City administrator shepherds Santa Barbara's spending plans through fiscal challenges, political realities

Santa Barbara City Administrator Jim Armstrong says it's imperative that he provide the City Council with as complete a picture as possible — bad news and all. 'The only way you can make decisions about what to include is to know what you’re not going to include,' he says.
Santa Barbara City Administrator Jim Armstrong says it’s imperative that he provide the City Council with as complete a picture as possible — bad news and all. “The only way you can make decisions about what to include is to know what you’re not going to include,” he says. (Lara Cooper / Noozhawk file photo)

By Giana Magnoli, Noozhawk Staff Writer | @magnoli |

[Noozhawk’s note: This is one in a series of articles on Noozhawk’s Santa Barbara Challenge, our public-engagement project on the city of Santa Barbara’s budget. Related links are below.]
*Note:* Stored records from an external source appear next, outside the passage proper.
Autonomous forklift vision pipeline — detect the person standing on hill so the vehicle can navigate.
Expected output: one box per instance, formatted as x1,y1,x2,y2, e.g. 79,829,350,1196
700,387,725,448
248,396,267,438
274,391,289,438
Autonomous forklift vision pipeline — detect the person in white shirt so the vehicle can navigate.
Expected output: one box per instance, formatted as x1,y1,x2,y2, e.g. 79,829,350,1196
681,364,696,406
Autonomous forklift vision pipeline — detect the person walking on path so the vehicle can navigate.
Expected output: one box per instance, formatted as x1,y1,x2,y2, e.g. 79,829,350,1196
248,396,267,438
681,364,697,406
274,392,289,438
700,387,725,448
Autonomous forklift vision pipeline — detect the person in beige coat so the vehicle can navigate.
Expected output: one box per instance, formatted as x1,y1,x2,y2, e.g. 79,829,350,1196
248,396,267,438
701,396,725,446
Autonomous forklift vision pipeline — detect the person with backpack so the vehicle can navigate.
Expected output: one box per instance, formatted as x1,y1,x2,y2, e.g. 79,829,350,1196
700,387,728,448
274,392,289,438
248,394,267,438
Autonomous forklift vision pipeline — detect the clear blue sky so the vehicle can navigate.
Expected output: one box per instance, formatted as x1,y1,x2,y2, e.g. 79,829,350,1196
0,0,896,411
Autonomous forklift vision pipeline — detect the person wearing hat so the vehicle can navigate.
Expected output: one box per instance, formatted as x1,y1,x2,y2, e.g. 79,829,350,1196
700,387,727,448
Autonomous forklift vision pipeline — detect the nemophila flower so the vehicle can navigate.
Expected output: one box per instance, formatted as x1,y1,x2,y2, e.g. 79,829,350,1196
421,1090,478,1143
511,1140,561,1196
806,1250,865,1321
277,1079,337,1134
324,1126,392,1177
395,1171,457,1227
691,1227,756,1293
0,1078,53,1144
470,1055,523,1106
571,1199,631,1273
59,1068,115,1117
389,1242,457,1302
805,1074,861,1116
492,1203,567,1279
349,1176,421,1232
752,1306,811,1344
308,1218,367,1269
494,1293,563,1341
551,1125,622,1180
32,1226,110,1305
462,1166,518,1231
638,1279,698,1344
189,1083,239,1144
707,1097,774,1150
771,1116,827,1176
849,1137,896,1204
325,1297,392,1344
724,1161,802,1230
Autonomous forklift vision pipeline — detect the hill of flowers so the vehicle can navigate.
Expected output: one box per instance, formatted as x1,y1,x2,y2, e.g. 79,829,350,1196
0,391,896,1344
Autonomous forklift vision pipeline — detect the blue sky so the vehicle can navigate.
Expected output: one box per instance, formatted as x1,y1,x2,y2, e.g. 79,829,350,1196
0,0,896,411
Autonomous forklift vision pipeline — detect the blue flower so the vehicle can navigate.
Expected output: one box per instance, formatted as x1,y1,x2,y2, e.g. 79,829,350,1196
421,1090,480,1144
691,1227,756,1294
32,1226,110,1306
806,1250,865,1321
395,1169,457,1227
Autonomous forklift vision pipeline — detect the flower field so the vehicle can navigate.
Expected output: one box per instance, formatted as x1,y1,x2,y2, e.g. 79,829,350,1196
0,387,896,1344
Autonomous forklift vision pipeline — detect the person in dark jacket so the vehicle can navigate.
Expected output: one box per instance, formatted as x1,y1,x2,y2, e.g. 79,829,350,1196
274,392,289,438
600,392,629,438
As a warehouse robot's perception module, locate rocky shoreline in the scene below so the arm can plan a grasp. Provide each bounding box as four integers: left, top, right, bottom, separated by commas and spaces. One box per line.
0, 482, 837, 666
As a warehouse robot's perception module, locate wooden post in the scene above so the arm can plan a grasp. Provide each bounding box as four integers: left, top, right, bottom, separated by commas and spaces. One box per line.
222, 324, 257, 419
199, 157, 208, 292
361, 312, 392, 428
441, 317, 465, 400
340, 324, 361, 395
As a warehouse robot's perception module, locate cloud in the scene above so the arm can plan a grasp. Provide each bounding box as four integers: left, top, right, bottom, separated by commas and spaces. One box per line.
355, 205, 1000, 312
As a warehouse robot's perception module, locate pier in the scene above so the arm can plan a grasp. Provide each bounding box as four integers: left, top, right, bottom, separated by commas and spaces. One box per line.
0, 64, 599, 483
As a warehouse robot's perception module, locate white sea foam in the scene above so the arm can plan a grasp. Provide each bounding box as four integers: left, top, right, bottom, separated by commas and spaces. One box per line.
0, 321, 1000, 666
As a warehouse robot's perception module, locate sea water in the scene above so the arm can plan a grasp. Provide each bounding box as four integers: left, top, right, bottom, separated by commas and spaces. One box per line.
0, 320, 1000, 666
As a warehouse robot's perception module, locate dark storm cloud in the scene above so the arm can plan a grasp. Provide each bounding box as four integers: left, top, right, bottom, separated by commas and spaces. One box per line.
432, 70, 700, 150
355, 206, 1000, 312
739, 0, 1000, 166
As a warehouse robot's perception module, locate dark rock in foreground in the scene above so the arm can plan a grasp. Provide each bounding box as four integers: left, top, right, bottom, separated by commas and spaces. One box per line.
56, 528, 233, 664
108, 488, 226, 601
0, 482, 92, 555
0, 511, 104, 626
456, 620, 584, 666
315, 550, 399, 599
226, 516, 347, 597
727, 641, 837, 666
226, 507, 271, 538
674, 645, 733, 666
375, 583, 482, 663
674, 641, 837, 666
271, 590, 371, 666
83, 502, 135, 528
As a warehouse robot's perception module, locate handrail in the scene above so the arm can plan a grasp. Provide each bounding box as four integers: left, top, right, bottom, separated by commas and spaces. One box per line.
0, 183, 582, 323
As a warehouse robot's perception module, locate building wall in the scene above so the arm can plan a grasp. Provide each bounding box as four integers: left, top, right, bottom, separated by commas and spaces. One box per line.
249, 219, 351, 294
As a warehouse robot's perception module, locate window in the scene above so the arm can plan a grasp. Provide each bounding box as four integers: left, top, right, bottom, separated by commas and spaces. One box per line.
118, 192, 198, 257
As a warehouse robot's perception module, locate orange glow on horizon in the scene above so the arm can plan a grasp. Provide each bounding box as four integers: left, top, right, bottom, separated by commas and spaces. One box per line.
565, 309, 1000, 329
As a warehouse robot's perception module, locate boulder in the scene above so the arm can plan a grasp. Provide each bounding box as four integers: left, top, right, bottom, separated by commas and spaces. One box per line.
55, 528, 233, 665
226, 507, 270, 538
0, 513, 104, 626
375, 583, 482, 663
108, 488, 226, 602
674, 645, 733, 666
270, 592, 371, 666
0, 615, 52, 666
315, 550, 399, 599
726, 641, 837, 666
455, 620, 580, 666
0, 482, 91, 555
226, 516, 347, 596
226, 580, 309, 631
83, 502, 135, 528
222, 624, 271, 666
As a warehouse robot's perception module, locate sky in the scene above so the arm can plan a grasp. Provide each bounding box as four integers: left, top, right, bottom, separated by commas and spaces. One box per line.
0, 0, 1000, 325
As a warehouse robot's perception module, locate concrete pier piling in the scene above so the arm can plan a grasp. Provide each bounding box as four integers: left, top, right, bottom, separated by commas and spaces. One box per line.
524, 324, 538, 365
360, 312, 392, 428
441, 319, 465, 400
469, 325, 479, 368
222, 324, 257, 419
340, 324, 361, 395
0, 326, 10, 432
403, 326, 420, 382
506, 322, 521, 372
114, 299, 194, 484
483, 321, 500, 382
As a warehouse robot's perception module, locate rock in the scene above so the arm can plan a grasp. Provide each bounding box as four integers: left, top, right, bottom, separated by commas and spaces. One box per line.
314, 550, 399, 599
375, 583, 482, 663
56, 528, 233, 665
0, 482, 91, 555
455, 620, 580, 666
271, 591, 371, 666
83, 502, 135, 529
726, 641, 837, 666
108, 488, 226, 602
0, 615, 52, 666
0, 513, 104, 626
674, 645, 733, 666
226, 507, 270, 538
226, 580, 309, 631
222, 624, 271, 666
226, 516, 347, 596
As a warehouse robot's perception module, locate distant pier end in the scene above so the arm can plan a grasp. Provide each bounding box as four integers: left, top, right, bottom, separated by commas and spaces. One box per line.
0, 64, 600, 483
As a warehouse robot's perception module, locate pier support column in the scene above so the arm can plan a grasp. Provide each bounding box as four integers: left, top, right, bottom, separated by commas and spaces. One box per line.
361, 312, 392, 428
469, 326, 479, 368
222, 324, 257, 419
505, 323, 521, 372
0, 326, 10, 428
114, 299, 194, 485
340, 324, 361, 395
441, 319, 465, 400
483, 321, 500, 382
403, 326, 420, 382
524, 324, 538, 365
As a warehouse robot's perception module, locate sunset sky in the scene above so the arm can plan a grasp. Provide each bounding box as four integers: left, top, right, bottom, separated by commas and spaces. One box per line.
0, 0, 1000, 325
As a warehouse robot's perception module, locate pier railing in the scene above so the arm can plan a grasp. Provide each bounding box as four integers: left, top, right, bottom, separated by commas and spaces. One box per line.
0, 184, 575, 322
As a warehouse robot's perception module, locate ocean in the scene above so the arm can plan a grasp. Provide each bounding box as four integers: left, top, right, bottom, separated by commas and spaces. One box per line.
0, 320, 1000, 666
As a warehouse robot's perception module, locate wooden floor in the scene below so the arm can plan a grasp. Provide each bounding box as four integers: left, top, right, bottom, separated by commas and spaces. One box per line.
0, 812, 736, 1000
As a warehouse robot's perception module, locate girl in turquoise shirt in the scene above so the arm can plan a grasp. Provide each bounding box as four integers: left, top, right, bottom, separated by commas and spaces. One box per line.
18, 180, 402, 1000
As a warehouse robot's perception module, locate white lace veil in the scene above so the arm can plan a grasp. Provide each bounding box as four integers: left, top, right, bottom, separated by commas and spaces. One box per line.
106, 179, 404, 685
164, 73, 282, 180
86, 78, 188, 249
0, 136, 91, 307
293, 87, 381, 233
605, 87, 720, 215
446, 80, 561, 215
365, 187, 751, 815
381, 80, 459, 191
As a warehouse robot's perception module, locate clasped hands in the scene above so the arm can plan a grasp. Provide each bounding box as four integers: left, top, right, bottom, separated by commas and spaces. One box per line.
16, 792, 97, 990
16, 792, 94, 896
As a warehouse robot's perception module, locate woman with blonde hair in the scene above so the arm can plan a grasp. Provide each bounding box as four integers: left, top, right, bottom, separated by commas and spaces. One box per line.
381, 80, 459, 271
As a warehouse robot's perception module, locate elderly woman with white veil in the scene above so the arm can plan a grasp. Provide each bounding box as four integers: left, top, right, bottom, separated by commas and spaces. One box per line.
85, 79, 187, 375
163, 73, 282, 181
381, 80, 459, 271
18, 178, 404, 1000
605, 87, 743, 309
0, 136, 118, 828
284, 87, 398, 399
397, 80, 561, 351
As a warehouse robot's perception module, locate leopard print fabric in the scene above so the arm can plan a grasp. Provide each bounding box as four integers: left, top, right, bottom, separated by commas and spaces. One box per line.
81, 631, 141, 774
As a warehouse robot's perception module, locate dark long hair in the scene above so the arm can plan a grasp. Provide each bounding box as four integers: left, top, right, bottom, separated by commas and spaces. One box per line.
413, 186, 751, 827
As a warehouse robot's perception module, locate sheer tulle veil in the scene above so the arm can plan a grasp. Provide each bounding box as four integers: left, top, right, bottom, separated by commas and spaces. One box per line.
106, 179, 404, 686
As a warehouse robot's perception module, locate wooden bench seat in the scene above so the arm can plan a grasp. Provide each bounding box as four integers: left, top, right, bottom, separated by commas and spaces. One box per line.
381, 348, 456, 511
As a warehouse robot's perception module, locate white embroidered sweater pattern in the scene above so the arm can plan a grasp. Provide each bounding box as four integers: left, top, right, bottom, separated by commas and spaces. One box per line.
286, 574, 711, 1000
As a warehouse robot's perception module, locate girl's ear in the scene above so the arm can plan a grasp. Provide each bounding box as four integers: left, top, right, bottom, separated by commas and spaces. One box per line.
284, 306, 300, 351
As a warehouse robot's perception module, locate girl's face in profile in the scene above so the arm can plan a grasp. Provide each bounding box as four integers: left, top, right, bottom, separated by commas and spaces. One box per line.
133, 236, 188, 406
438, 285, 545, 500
While Santa Barbara City Council term-limits turnover can resemble a musical-chairs game of policy leanings, tiers of staffers handle the day-to-day operations of the city — and City Administrator Jim Armstrong is at the top of that pyramid.

As the head of staff, he’s responsible for overseeing the annual budget process and acts as the chief executive officer for the city of Santa Barbara, directed in policy by the City Council, as all staff members are. With an annual salary of $231,276 plus benefits, he’s the highest-paid city employee.

Before coming to Santa Barbara in 2001, he worked as a city manager for Fullerton and Hanford and as assistant city manager in Anaheim.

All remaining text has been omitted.